どうやら、また派手に落ちてしまったらしい。
「……急にどうした、イヨ」
気紛れな己のせいで疲弊しきっている狼の声。その中に、僅かばかりだが心配しているような声音が混じっていることに気が付き、ふと胸の中に温かいものが宿った。
「ううん……なーんでもない」
この狼、恐らくは「姉の友人であるイヨに傷がついては姉が悲しむ」といった心境なのだろうが、何はともあれツクヨミは己を守ってくれた。それは当然のことであり、何を今更と己でも思わないでもないが、それだけのことが何だか嬉しくて、イヨはツクヨミに笑いかける。
「……そうか」
ツクヨミもよくは分からないがイヨの機嫌が良くなったことにいくらか安堵したようだった。ツクヨミにも分からぬ、移ろいやすい乙女心と云うものは、随分と厄介なものらしい。イヨはそれさえも何だか面白くてクスクスと笑う。
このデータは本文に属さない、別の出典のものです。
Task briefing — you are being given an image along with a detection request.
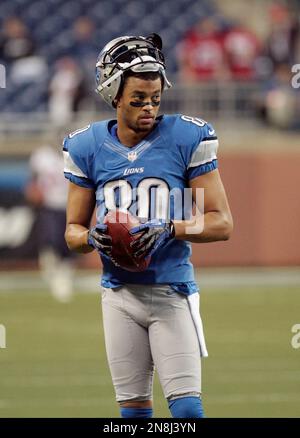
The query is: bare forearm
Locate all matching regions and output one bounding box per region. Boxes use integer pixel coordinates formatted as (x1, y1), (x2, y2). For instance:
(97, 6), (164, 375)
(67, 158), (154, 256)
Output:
(65, 224), (93, 254)
(174, 211), (233, 243)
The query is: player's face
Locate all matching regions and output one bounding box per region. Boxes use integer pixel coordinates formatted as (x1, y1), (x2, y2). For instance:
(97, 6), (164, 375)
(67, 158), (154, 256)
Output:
(118, 77), (162, 133)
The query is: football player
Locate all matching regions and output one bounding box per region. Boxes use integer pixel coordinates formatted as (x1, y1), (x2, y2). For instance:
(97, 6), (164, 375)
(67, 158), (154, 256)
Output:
(64, 34), (233, 418)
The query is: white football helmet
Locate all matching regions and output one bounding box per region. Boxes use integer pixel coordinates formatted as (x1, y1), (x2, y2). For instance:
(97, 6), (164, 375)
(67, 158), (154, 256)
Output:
(95, 33), (172, 108)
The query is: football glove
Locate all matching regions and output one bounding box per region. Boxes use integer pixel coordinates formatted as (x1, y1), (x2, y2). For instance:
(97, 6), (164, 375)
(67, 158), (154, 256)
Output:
(88, 224), (112, 257)
(130, 220), (175, 257)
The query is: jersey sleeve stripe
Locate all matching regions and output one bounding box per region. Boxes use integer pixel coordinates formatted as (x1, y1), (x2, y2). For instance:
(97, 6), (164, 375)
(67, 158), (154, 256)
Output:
(63, 151), (88, 178)
(188, 140), (219, 169)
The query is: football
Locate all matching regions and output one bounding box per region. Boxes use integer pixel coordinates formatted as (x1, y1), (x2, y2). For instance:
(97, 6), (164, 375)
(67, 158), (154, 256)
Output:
(104, 210), (151, 272)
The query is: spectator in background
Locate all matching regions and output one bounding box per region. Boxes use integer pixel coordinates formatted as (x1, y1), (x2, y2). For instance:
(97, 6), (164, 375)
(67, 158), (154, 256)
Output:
(0, 17), (47, 84)
(266, 3), (299, 69)
(49, 56), (85, 127)
(0, 17), (35, 63)
(260, 64), (300, 130)
(25, 145), (73, 302)
(223, 24), (260, 81)
(177, 16), (227, 83)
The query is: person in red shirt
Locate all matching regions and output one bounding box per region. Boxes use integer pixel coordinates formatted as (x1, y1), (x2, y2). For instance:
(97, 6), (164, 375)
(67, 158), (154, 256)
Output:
(177, 16), (225, 83)
(223, 24), (260, 81)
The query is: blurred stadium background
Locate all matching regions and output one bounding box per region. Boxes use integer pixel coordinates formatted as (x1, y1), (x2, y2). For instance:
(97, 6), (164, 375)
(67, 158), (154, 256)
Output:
(0, 0), (300, 417)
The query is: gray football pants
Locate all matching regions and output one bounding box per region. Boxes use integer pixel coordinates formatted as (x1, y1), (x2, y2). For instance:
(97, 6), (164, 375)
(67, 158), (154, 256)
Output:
(102, 284), (207, 402)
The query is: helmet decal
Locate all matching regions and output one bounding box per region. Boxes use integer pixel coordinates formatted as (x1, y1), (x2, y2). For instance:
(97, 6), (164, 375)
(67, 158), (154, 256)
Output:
(95, 34), (171, 106)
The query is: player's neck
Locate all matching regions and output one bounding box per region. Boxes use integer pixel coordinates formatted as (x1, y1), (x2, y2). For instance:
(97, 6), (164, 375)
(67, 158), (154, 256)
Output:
(117, 122), (154, 148)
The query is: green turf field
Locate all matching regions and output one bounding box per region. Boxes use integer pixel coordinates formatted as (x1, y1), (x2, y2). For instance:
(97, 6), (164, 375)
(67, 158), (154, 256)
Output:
(0, 274), (300, 417)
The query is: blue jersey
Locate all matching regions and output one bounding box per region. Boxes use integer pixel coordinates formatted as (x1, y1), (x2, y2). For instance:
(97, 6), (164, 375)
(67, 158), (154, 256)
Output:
(64, 115), (218, 294)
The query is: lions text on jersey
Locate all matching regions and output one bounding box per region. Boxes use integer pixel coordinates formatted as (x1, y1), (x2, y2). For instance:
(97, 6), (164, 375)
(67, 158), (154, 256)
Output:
(64, 115), (218, 294)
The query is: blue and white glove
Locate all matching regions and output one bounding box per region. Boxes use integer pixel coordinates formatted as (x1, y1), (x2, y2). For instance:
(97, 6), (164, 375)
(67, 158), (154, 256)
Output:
(130, 220), (175, 257)
(88, 224), (120, 267)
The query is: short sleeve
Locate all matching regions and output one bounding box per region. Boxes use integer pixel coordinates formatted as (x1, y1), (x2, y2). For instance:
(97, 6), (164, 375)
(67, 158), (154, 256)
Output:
(187, 123), (219, 180)
(63, 128), (95, 188)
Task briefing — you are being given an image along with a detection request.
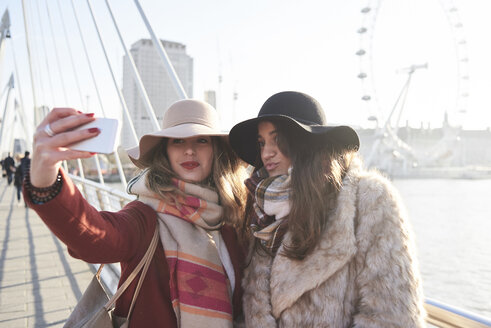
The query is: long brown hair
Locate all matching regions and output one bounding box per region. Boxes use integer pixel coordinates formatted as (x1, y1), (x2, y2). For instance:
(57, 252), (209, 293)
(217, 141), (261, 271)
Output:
(247, 119), (356, 260)
(143, 136), (247, 227)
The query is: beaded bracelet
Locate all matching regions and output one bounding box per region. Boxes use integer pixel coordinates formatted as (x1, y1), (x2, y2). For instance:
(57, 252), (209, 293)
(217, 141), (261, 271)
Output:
(24, 172), (63, 205)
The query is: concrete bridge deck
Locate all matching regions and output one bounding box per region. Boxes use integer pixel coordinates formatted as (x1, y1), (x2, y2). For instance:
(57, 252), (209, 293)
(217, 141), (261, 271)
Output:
(0, 178), (93, 328)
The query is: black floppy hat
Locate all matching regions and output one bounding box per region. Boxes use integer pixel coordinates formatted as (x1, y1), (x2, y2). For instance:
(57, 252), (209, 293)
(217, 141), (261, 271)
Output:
(229, 91), (360, 165)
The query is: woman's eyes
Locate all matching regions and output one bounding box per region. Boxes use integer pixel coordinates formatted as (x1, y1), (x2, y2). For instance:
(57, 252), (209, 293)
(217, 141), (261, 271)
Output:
(172, 138), (209, 144)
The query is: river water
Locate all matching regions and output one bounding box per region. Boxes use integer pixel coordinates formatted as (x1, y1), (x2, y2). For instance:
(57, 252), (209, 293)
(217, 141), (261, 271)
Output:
(108, 179), (491, 318)
(393, 179), (491, 318)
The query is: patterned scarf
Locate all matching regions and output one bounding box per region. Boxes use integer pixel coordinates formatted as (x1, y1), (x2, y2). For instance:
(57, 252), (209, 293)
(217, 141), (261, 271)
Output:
(245, 167), (291, 254)
(128, 173), (233, 328)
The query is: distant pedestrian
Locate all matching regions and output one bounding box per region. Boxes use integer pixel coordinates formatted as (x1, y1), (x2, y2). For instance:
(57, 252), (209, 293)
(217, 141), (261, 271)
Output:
(3, 153), (15, 186)
(230, 91), (426, 328)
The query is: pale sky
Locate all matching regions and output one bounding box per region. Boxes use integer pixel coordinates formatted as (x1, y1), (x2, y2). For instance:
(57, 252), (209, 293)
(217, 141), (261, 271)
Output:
(0, 0), (491, 137)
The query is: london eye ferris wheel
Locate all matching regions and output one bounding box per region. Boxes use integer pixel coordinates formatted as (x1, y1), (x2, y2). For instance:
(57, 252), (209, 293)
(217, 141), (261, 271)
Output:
(356, 0), (469, 166)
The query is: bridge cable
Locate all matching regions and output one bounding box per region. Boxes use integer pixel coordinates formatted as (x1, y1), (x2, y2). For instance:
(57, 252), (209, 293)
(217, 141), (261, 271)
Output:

すると、しばらくはイヨを訝しんでいたツクヨミが、分かりやすくふんふんと鼻を鳴らし始めた。どうやらこの周辺に何か匂いでもするようだ。何だろうとイヨもつられて鼻を動かすと、水に濡れた土の臭いと鬱蒼と生い茂る枝葉の臭いがした。
イヨは何故だかそれを「甘い匂い」だと感じ、吸い寄せられるようにふらふらとした足取りで茂みの奥へと分け入ってしまう。
「ツクヨミ、何だか甘い匂いがする。……あっちだ」
「待て、罠かもしれない……イヨ!!」
慌てたようなツクヨミの声が耳に入りはするが、足は勝手にそちらへ向かっていく。ツクヨミが服の裾を噛んで制止するも意にも介さず、がさがさと背の高い草を掻き分け、辿り着いた場所は。
「う、わぁ……!!」
ぶわりと目の前を多数の光が渦を巻いて上昇する。さながら龍が滝壺から舞い上がっていくかのようだった。泡沫の光を纏い、こじんまりとした池の周りをあちらへこちらへと宙を彷徨うものは。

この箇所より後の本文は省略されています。